As a logical software engineer, I can empathize, because diplomacy is not one of my strengths. I rely on truth and clarity to get my point across and sometimes the lack of understanding or attention in my audience leads me to frustration. Reining in that frustration and working through it is difficult but once managed can be rewarding.
On the personal front, as a mom of twins, I have quickly realized that raising my voice and expressing my frustration to my children, only resulted in them getting frustrated quicker and taking it out on each other. It is eerie hearing the same frustrated tone and words coming out of a toddler's mouth minutes after you used it on them. I definitely learned to control my tone and response with them.
Some potential work arounds I have employed which help me at home with the twins AND at work to deal with the daily frustrations are:
WAIT: Time is the greatest of soothers… something that will annoy you tremendously one day will hardly bother you a few days later. I have personally used this technique in dealing with conflict at work and it has always aided me in my responses. If something is leading to conflict, head it off and think about it for a day at least before continuing the conversation. This will help you gather your thoughts logically to allow for a logical non-emotional response.

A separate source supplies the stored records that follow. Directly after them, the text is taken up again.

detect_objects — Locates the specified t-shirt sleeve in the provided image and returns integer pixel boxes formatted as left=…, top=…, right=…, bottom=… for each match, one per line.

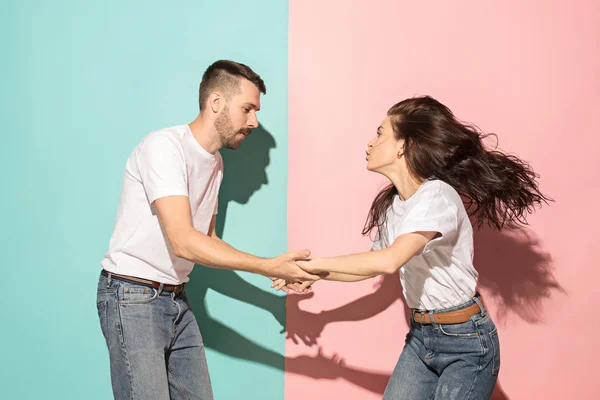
left=136, top=136, right=188, bottom=204
left=394, top=186, right=458, bottom=251
left=371, top=224, right=388, bottom=251
left=371, top=234, right=383, bottom=251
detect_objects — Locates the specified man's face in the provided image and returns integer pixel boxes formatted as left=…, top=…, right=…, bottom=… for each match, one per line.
left=215, top=78, right=261, bottom=150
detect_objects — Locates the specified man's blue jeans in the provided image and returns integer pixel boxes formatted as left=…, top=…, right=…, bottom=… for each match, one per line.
left=97, top=272, right=214, bottom=400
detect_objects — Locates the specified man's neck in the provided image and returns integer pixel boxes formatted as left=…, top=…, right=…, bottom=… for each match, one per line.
left=188, top=113, right=221, bottom=154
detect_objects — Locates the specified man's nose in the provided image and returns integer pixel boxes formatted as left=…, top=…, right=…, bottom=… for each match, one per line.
left=248, top=113, right=258, bottom=129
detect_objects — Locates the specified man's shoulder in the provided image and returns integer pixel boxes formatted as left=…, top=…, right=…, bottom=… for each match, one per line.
left=143, top=125, right=186, bottom=143
left=136, top=125, right=187, bottom=152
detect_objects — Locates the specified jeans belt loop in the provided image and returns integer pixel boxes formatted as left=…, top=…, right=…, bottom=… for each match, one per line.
left=472, top=295, right=486, bottom=317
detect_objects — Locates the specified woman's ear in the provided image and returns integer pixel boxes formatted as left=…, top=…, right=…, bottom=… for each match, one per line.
left=395, top=139, right=405, bottom=159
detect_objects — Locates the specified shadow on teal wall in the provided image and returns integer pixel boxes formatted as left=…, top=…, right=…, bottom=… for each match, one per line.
left=187, top=126, right=345, bottom=384
left=1, top=1, right=290, bottom=399
left=188, top=127, right=287, bottom=371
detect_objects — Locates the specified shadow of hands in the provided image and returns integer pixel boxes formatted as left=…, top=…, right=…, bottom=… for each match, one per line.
left=287, top=347, right=345, bottom=379
left=284, top=291, right=327, bottom=346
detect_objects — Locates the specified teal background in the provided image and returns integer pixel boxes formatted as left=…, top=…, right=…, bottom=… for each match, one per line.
left=1, top=1, right=289, bottom=399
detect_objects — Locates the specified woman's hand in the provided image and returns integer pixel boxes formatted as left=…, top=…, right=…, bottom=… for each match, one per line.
left=297, top=258, right=326, bottom=274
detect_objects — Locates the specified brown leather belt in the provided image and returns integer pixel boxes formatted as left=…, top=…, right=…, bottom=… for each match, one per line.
left=101, top=269, right=185, bottom=294
left=412, top=302, right=481, bottom=325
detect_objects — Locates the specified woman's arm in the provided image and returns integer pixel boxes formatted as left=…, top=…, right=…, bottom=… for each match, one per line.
left=322, top=272, right=378, bottom=282
left=298, top=231, right=438, bottom=276
left=270, top=271, right=375, bottom=292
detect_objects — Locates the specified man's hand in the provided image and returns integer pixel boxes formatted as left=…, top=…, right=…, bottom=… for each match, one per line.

BODY LANGUAGE: The key to keeping your mind unhindered by petty annoyances is to keep yourself loose and calm no matter what the provocation. If you feel yourself tensing up, calm down and think of other things to distract yourself. If that doesn’t work and you are tensing up, forcefully make yourself unclench your fists, smooth out the frowns. Also be mindful of the sighs and tones you use when working on something or talking to others. Body language affects your mind and your mind affects your body language.
SYMPATHY/EMPATHY: Depending on the situation, thinking from the other person's point of view may aid you in responding more clearly without frustration. This helps with children especially because most often their point of view is completely different that an adult's.
Similarly, the different cultures and experiences of your coworkers around you give them a perspective different from yours. Had a coworker claim credit for work you did? Think of the pressure they might be under and after a day or two to think, approach them without attacking them. Phrases like 'I was feeling uncomfortable or unappreciated because …' or 'I think I am misunderstanding something…' are much better than aggressive ones such as 'Why did you…' or 'You took the work I did…'
Generally, the more you grow in your career or the more you deal with your kids, you will realize aggression and putting people on the spot never works. As for my work environment, I hope people will always take their conversations to offices and conference rooms if they know there is a chance of it escalating.